CHICAGO, IL—Patients with BRAFV600E/K mutant metastatic melanoma had a significant improvement in progression-free survival (PFS) when trametinib was added to first-line dabrafenib, results of the phase 3 COMBI-d study reported at the 2014 American Society of Clinical Oncology (ASCO) Annual Meeting.

This is the first melanoma phase 3 double-blind randomized controlled trial with an active control arm,” said Georgina V. Long, BSc PhD MBBS, of the Melanoma Institute Australia, Sydney. “As monotherapies, the BRAF inhibitor dabrafenib and the MEK inhibitor trametinib demonstrated superior PFS versus chemotherapy in patients with BRAFV600 mutant, metastatic melanoma,” she added.

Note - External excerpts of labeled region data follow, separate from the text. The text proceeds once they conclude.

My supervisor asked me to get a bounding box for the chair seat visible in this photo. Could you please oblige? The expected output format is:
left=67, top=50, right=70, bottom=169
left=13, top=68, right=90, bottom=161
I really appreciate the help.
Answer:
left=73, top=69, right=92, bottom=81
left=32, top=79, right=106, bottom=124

However, most patients develop resistance to treatment and experience oncogenic toxicities, such as cutaneous squamous carcinoma, associated with BRAF inhibition. Previously, a phase 1/ 2 study of dabrafenib plus trametinib versus dabrafenib alone found the simultaneous inhibition of BRAF and MEK mitigated these effects, demonstrating an improvement in overall response rate (ORR) and PFS as well as reducing cutaneous squamous carcinoma.


Continue Reading

RELATED: Skin Cancer Resource Center

The study randomly assigned 423 patients with unresectable or metastatic BRAFV600E/K mutation-positive cutaneous melanoma to dabrafenib (150 mg twice daily) plus trametinib (2 mg once daily; n=211) or dabrafenib plus placebo (n=212). The primary endpoint was investigator-assessed PFS. Secondary endpoints were overall survival (OS), ORR, duration of response, and safety. Cross-over was prohibited. The study has 95% power and a one-sided α=0.025 to detect a PFS hazard ratio (HR) of 0.59.

Median follow-up was 9 months (range, 0-16 months). The HR for 6-month investigator-assessed PFS was 0.75 (95% CI: 0.57-0.99; P = 0.035), in favor of dabrafenib plus trametinib. Median PFS was 9.3 months for the dabrafenib plus trametinib arm versus 8.8 months for the dabrafenib plus placebo arm.

For the dabrafenib plus trametinib arm, confirmed ORR was 67%, with a complete response of 10%, versus 51% with a complete response of 9% for dabrafenib plus placebo (P = 0.0015). The interim OS HR was 0.63 (95% CI: 0.42-0.94; P = 0.023), in favor of dabrafenib plus trametinib (40 vs. 55 deaths).

Dr. Long noted that rates of adverse events (AEs) were similar for both arms; however, more patients in the dabrafenib plus trametinib arm had AEs that led to dose modifications. The combination also resulted in an increased incidence (51% vs. 28%) and severity (grade 3, 6% vs. 2%) of pyrexia compared with dabrafenib plus placebo. Dr. Long said that she educates her patients with respect to the potential for pyrexia and, if they experience a second event, to stop the medication for two days. She said she has not found premedication or dose reduction helpful; however, for the small percentage of patients who are recalcitrant, corticosteroids may be indicated.

Patients in the dabrafenib plus trametinib arm had fewer cutaneous hyperproliferative events compared with dabrafenib plus placebo: cutaneous squamous carcinoma was observed in 2% versus 9% and hyperkeratosis in 3% versus 32%, respectively, which are considered BRAF-inhibitor related AEs.

Dr. Long emphasized that the COMBI-d study is continuing, with an updated OS planned at 70% death events. The PFS analysis will also be updated.

Reference

  1. Long GV, Stroyakovsky DL, Gogas H et al. Abstract 9011. Presented at: 2014 American Society of Clinical Oncology (ASCO) Annual Meeting; May 30-June 3, 2014; Chicago, IL.